# Hydraulic fluid change and part number questions..



## Keith Koharski (Aug 10, 2018)

Hey,

I'm new to this site and i recently purchased my first large commercial hydro push mower. I bought a used 1997 Cub Cadet 4816F. The engine is in solid condition and I have recently replaced the PTO clutch, fuel filter, cleaned out and adjusted the carb, new blades, rebuilt 2 blade spindle assemblies and replaced the left drive cable for the. Here are the issues I am having now..

The mower does not run at full speed as when i purchased it, it frequently doesn't drive. It will just stay and I have to go backward of some other opposite direction of whatever wont work. I noticed the hydro fluid is low and I was wondering if there is a substitute to this part number i found for the required fluid CC737-3120. It is expensive and I believe I will be needing at least 9qts. 

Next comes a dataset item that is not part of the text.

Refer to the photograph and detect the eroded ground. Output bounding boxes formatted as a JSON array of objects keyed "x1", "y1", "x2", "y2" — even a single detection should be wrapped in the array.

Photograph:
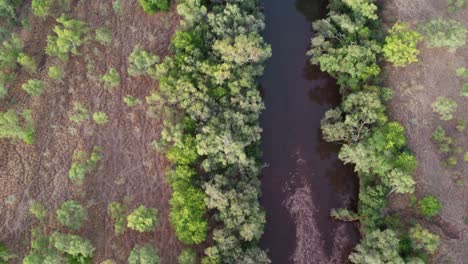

Can anyone help me out with this info? Any advice is appreciated

Keith


----------



## Hoodoo Valley (Nov 14, 2006)

Welcome to the forum Keith! That's one tough looking mower. We have several mechanics here that are super knowledgeable on these machine. Someone will be along to help you out with this issue


----------



## pogobill (Jan 31, 2012)

I'm not an expert, but doing a little research has revealed that some folks are using Shell Rotella-T 15w40 with much success. It is apparently close to the same spec as the original oil, prior to the introduction of the expensive CC synthetic oil.


----------